To traverse the graph to search for entities and relationships of interest, for example, to traverse graph 164, may be accomplished by employing breadth or depth algorithms commonly used to search tree data structures. In either case, starting with one node, the algorithm returns to the starting node every time it visits one other node. For example, a breadth search, or generally a breadth-first search, starts with one node in the graph, searches for all neighboring nodes at the current depth, and then moves to the node at the next depth level. Alternatively, a depth search may be performed, or in this case, a combination of depth and breadth is applied. Furthermore, the above-described ML technique may be applied in searching for entities and relationships of interest to reduce the amount of computation required in the search process.

FIG. 1e is a diagram illustrating another example of creating an entity of interest and its relationship graph 176 relevant to the expanded search query of FIGS. 1 a-1 c in accordance with the present invention. Using the text corpus 172 in conjunction with the expanded search query 162, entity results 174b are generated that include one or more entities and their relationships. As shown, the extraction module 174 receives the expanded search query 162 and the portion of text from the text corpus 172, wherein the recognition and/or extraction module 174a performs extraction and/or recognition of entities and their relationships using various techniques, such as ML models, rule-based systems, existing knowledge graphs, and the like. Using the text corpus 172 and the search results 162, entity results 174b derived from the entity extraction module 174a are used to create an entity of interest and its relationship graph 174. Entity results 174b may be stored as data representing entities and their relationships. In this example, the entity results 174b may form an entity and its set of relationships. For example, entity sets include, but are not limited to, for example: a first pair of entities E1 and E5 and their entity relationship R15, a second pair of entities E2 and E3 and their entity relationship R13, a third pair of entities E1 and E2 and their entity relationship R12, a fourth pair of entities E9 and E1 and their entity relationship R14, through the nth pair of entities EN and Ei and their entity relationship RNi. This list may include an entity with which it has a relationship that links to itself. Additionally or alternatively, the entity results 174b may be processed and/or passed to form an entity of interest and its relationship graph 176. Specifically, a set or list of relationships and entity pairs (e.g., E1 through E5, Ei, and EN) is extracted 174a by corresponding relationships R12 through RNi. Based on the entity pairs and the correspondences, a graph 176 is formed from the entity results 174 b. The graph 176 includes a plurality of entity nodes 176a-176e and relationship edges 177a-177f, each of which is linked to another entity node by a relationship edge.
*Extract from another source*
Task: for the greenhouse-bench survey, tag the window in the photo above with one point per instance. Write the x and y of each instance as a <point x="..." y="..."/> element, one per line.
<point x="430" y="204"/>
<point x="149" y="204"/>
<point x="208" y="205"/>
In this case, based on entities E1-E5 and E1 and their correspondences R12, R15, R23, R14-R11, graph 176 includes two disjunctive/undirected graphs of entities of interest and their correspondences, represented by nodes 176a-176g and edges 177a-177 f.

FIG. 2a is a schematic diagram illustrating another example search system 200 for automatically expanding keywords of a biological concept of a search query and retrieving relevant documents from a document repository based on the search query, in accordance with the present invention. Search system 200 includes dictionary expansion 202a, document relevance search 202b, and

knowledge graph generation

210 or 215 in fig. 2b and 2 c. Referring to FIG. 2a, in this example, a dictionary extension 202a includes a user providing an initial seed word or keyword 201 associated with an entity or entity of interest. The dictionary system 202 suggests additional keyword synonyms to elicit feedback from the user, and provides or displays 203 these keywords to the user for feedback. The feedback may be to accept 204 the suggested keyword as valid or rejected, and/or to include a new keyword again, etc. The lexicon may be expanded and updated 205 and 204 to include newly accepted concepts or keywords from the user that are related to the original set of keywords. This may involve updating the following: one or more dictionaries of concepts and synonyms, and/or rules associated with the dictionary system 202, and entities/keywords accepted and/or rejected. The dictionary system 202 is continually updated based on the validity of concepts or keywords. For example, if the user rejects an invalid concept that may be considered unrelated to the concept originally presented as input, dictionary system 202 may be updated, breaking the association between the two concepts. This process iterates as the keyword list is continually updated.

Once the list of keywords is finalized, or deemed sufficient at any point in the iterative process, the list of keywords associated with one or more entities of interest may be used to perform a document relevance search 200b in which the text corpus 207 or document corpus is searched based on the accepted list of keywords. The document relevance search 200b can be based on an ML document extraction/search model and/or a rule-based document search system for extracting a set of relevant documents or text portions from the text corpus 207 based on accepted keywords or the like. The output of the document relevance extraction 200b can be a final sample set of related documents, which are considered to be the most relevant documents to the set of keywords, which can then be used to extract relationships between concepts, such as one or more entities associated with keywords, etc., and their relationships. The final sample set of related documents may be based on ranking a plurality of documents output from the ML document extraction model and/or the rule-based system, wherein a highest ranked document of the plurality of documents forms the final sample set of related documents.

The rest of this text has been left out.